If we plot training versus validation data we can identify overfitting. We will see the training and validation curves start to diverge. Overfitting is when our model starts learning particularities of our training data which don't generalize well on unseen data. The early stopping callback is useful to stop our model before it starts overfitting.

6. Unstable curves

But not all curves are smooth and pretty, many times we will find unstable curves. There are many reasons that can lead to unstable learning curves; the chosen optimizer, learning rate, batch-size, network architecture, weight initialization, etc. All these parameters can be tuned to improve our model learning curves, as we aim for better accuracy and generalization power. We will cover this in the following videos.

7. Can we benefit from more data?

Neural networks are well known for surpassing traditional machine learning techniques as we increase the size of our datasets. We can check whether collecting more data would increase a model’s generalization and accuracy.

8. Can we benefit from more data?

We aim at producing a graph like this one, where we have fitted our model with increasing amounts of training data and plotted the values for the training and test accuracies of each run.

9. Can we benefit from more data?

If after using all our data we see that our test still has a tendency to improve, that is, it's not parallel to our training set curve and it's increasing, then it's worth it to gather more data if possible to allow the model to keep learning.

10. Coding train size comparison

How would we go about coding a graph like the previous one? Imagine we want to evaluate an already built and compiled model and that we have partitioned our data into X_train, y_train, X_test and y_test. We first store the model initial weights, this is done by calling get_weights on our model,we then initialize two lists to store train and test accuracies.

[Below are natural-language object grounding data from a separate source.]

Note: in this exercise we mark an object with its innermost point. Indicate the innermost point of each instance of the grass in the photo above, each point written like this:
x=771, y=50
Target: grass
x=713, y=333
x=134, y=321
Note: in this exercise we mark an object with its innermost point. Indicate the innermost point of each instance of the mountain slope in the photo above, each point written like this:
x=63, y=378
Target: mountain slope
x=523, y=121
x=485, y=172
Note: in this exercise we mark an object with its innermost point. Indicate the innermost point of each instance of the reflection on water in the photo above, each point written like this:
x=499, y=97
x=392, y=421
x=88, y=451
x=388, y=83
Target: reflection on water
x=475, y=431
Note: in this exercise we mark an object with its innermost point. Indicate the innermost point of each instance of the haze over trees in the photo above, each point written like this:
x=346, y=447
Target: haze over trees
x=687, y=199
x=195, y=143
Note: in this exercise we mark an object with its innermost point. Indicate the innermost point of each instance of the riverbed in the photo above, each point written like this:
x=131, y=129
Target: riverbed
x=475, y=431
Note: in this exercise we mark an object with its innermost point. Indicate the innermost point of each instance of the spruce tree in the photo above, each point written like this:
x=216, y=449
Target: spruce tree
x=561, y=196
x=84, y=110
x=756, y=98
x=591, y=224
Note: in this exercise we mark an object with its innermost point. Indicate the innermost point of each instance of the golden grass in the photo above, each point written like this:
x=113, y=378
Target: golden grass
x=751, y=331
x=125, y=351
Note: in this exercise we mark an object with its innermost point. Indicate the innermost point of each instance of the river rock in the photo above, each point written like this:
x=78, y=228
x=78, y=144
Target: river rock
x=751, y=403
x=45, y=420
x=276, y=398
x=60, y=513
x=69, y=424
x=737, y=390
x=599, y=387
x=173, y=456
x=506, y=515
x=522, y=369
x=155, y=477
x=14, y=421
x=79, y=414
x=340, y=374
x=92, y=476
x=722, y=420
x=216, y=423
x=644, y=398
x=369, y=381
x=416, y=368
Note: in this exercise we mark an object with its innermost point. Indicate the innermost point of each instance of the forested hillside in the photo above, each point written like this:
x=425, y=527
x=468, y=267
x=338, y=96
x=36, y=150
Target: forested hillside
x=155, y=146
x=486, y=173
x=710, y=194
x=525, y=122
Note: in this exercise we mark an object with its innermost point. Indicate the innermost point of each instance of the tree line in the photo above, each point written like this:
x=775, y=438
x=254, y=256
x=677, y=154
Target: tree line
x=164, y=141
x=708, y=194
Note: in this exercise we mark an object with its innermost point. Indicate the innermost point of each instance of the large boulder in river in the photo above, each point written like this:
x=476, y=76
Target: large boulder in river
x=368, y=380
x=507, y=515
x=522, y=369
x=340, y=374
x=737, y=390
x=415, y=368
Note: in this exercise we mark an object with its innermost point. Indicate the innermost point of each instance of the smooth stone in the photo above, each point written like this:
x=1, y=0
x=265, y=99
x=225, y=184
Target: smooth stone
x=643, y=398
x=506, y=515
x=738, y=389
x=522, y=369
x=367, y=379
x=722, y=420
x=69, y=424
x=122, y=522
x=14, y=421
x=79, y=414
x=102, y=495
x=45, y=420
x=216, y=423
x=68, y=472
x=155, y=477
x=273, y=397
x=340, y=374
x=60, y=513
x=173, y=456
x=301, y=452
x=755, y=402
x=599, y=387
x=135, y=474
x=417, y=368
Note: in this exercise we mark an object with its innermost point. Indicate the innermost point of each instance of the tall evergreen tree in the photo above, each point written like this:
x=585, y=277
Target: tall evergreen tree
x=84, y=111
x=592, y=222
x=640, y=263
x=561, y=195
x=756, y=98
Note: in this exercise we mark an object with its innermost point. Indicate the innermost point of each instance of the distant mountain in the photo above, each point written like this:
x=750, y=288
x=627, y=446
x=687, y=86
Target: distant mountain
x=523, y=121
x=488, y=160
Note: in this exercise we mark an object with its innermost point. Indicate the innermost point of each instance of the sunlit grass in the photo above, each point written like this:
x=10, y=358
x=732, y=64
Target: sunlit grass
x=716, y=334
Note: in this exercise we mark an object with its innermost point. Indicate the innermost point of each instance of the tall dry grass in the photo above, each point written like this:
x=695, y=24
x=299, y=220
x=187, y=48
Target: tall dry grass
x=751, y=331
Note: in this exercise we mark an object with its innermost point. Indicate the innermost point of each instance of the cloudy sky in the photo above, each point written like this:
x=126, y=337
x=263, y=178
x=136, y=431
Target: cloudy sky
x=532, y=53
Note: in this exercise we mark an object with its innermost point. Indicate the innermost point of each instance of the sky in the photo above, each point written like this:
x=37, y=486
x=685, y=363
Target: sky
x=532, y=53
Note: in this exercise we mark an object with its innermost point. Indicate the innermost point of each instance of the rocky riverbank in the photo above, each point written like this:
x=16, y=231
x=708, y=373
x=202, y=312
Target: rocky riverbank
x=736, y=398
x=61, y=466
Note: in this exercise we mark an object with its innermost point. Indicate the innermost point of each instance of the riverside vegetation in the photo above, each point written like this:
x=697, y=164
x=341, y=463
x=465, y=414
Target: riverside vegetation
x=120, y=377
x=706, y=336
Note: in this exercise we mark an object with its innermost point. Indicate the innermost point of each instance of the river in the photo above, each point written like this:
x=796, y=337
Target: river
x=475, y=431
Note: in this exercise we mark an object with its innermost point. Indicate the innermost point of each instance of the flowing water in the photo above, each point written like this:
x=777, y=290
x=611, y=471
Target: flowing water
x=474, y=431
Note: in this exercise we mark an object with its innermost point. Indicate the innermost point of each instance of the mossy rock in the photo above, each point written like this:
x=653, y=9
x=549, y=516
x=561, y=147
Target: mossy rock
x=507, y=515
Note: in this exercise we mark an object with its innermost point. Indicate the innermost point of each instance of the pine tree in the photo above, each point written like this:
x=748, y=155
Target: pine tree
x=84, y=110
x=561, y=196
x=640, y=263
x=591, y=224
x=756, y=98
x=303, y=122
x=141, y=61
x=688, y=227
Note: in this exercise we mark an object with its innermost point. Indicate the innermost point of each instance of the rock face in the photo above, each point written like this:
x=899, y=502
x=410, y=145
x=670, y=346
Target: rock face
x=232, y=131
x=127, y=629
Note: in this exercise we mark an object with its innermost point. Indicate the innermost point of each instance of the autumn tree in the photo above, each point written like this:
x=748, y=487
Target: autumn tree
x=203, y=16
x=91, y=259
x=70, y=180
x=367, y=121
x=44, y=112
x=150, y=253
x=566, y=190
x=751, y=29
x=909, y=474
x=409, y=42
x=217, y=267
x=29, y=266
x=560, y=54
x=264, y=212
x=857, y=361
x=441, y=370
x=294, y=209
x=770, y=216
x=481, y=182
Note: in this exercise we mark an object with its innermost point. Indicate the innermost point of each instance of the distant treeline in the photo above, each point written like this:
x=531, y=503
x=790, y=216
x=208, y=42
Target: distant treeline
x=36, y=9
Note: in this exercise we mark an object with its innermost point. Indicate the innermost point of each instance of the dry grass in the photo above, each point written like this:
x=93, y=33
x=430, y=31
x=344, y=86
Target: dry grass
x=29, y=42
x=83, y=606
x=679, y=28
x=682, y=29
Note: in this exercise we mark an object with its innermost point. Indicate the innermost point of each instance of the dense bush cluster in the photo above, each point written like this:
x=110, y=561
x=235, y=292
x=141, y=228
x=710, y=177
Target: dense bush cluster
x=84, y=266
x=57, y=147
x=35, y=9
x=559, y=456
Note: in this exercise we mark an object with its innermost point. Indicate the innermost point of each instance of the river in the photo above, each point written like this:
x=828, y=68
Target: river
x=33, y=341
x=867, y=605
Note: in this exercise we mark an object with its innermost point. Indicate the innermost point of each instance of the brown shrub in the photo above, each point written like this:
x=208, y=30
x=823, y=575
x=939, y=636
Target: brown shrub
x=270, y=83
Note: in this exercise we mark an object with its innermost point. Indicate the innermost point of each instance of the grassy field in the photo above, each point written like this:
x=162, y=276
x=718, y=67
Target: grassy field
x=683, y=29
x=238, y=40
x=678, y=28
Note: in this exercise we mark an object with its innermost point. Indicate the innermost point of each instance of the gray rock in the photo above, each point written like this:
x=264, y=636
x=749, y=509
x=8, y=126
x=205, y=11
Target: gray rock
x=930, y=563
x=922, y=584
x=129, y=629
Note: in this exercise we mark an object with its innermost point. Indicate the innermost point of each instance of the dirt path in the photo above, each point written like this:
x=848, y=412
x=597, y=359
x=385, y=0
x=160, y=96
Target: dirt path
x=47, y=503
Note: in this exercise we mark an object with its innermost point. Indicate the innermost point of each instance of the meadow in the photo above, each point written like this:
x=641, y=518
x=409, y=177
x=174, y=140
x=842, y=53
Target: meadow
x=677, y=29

11. Coding train size comparison II

We loop over a predefined list of train sizes and for each training size we get the corresponding training data fraction. Before any training, we make sure our model starts with the same set of weights by setting them to the initial_weights using the set_weights function. After that, we can fit our model on the training fraction. We use an EarlyStopping callback which monitors loss,but it's important to note that it's not validation loss since we haven't provided the fit method with validation data. After the training is done, we can get the accuracy for the training set fraction and the accuracy from the test set and append it to our lists of accuracies. Observe that the same quantity of test data observations were used to evaluate each iteration.

12. Time to dominate all curves!

It's time for you to show that you can dominate learning curves!